No es redundancia lo que acabo de escribir: libertad libre. Lo he hecho de propósito. Porque creo que hoy, en todas partes -y en España también- la libertad está adulterada. Con métodos, más o menos suasivos, se trata de imponer desde afuera una libertad que, a lo mejor, luego va a resultar todo lo contrario que una libertad. Ya la misma obsesión martilleante de la palabra es “escasamente”. Quien es libre lo es naturalmente, sin tratamientos artificiosos. Quien de verdad es libre sabe que la libertad es algo que brota del interior, que se forma dentro; es decir, conoce que no se trata de una ortopedia, sino de un crecimiento. Crecimiento de la personalidad. Por lo visto, Europa ha “recetado” recientemente a España un tratamiento de libertad a todo pasto, a base de “inyectables”, de jeringazos, de preparados de “antropo-liberal-democraticina”. ¿Qué es eso, señor? ¿No habrá que replicar a tales médicos que nos creen pre-agónicos, con aquello de “Me dice, cura, te ipsun”? A Holanda, tan celosa del bienestar de España, tan recetadora, habrá que advertírselo, habrá que gritárselo: ¡”Cúrate a ti misma!”.

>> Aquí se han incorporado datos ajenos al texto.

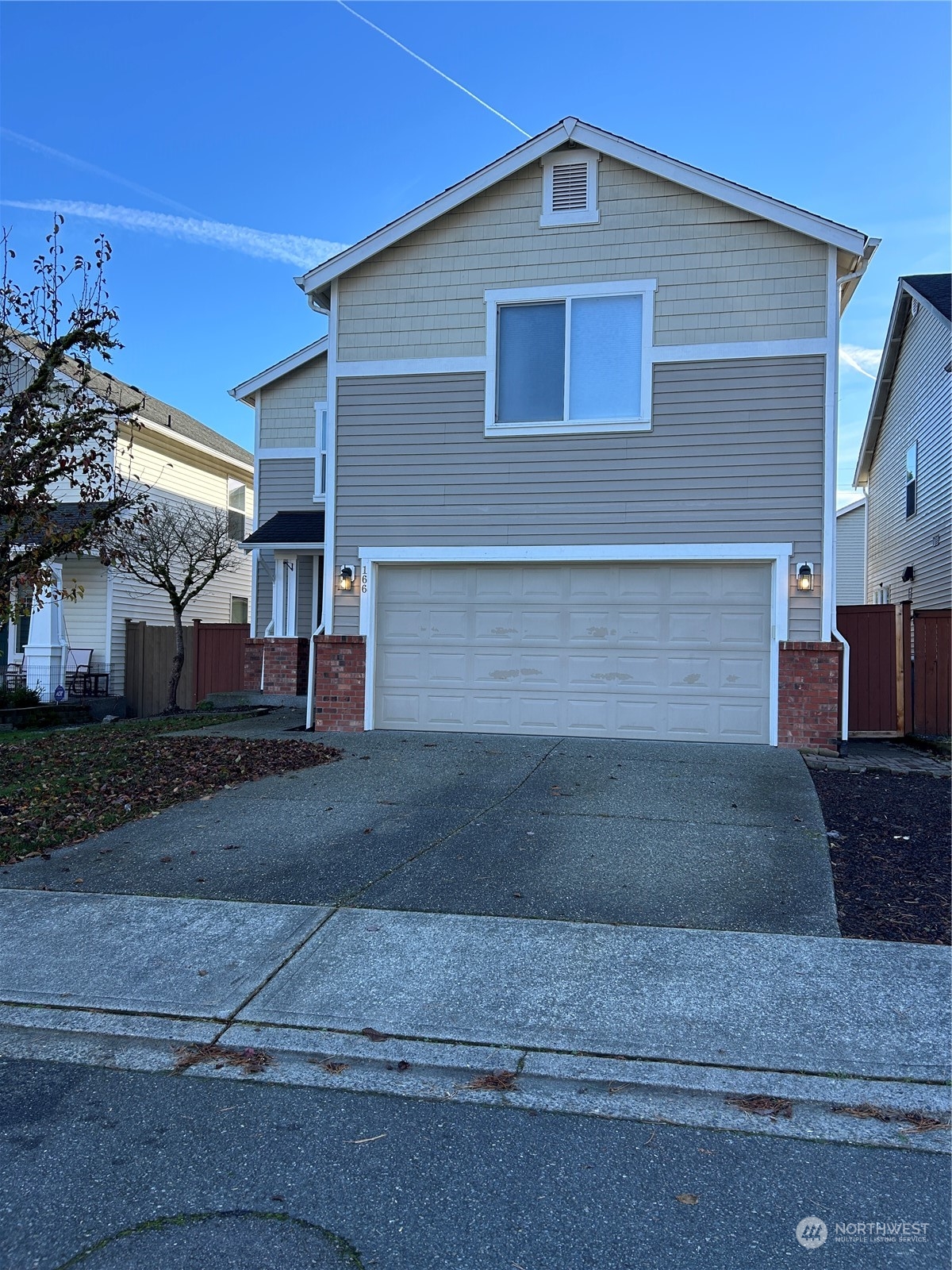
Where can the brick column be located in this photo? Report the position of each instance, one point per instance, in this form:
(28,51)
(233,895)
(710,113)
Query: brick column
(285,667)
(340,683)
(809,695)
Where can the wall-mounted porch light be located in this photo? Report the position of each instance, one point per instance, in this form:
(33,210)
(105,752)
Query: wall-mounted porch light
(805,575)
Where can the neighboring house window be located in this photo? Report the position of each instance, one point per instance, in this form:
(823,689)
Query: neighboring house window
(575,360)
(912,463)
(321,475)
(570,188)
(238,495)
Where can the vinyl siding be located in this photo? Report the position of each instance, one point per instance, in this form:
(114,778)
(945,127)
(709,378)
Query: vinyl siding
(308,569)
(724,275)
(287,414)
(850,556)
(285,486)
(918,410)
(735,455)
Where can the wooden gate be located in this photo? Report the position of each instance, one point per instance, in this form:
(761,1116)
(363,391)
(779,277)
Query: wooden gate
(875,702)
(220,657)
(149,653)
(932,641)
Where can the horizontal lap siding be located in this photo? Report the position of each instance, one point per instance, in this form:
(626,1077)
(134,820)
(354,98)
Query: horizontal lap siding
(287,414)
(918,410)
(723,273)
(285,486)
(735,455)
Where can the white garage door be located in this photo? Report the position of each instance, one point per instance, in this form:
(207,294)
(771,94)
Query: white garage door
(674,652)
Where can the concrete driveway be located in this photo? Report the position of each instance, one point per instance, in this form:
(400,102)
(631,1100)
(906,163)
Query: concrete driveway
(706,836)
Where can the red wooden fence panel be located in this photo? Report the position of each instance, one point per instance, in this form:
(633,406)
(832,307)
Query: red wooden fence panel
(220,657)
(871,633)
(932,683)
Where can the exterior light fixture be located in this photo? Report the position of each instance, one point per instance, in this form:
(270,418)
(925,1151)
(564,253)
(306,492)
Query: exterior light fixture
(805,575)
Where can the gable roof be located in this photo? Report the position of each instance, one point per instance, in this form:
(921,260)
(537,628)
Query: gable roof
(152,410)
(935,290)
(247,391)
(588,137)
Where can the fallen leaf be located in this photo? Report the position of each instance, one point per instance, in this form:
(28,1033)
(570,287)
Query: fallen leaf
(374,1034)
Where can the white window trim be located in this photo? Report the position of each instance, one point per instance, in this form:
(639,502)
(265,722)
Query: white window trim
(321,457)
(588,215)
(644,287)
(776,554)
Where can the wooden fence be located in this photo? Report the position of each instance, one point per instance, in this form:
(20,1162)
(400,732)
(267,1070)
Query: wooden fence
(213,664)
(899,670)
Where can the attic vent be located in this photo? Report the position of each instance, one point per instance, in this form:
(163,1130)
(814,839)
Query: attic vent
(570,187)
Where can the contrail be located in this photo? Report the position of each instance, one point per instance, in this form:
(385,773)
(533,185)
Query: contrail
(432,67)
(290,248)
(850,353)
(38,148)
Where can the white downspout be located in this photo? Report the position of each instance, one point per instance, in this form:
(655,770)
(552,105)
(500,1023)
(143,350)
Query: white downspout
(837,634)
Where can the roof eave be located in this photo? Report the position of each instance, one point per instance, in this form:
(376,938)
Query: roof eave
(884,383)
(619,148)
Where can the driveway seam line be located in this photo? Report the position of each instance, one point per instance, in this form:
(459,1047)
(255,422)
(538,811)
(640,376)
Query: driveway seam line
(268,978)
(348,901)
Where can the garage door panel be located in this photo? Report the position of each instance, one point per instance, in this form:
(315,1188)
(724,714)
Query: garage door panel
(608,651)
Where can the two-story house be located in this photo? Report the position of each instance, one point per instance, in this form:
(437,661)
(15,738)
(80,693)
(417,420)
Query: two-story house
(905,457)
(177,459)
(564,463)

Frente al fetichismo democratizador en que intentan envolvernos, yo encuentro una sensatez insólita y valiente en las palabras que acabo de leer, pronunciadas por Gonzalo Fernández de la Mora, el más intelectual, hoy por hoy -en mi opinión- de nuestros políticos. Ha dicho: “La democracia no es un ideal absoluto y los postulados doctrinarios en que se apoya son falsos, porque no existe el bien político de todos, ni la voluntad general, ni ésta es expresable, por lo cual el “Gobierno del Pueblo” es una expresión retórica”.
Desde siempre yo estoy seguro -y yo viví ya la experiencia-; el bien del pueblo, cuando existe, se derrumba, viene a tierra, con el llamado “Gobierno del Pueblo”. Quien quiera que intentare convencerme de lo contrario, perdería el tiempo.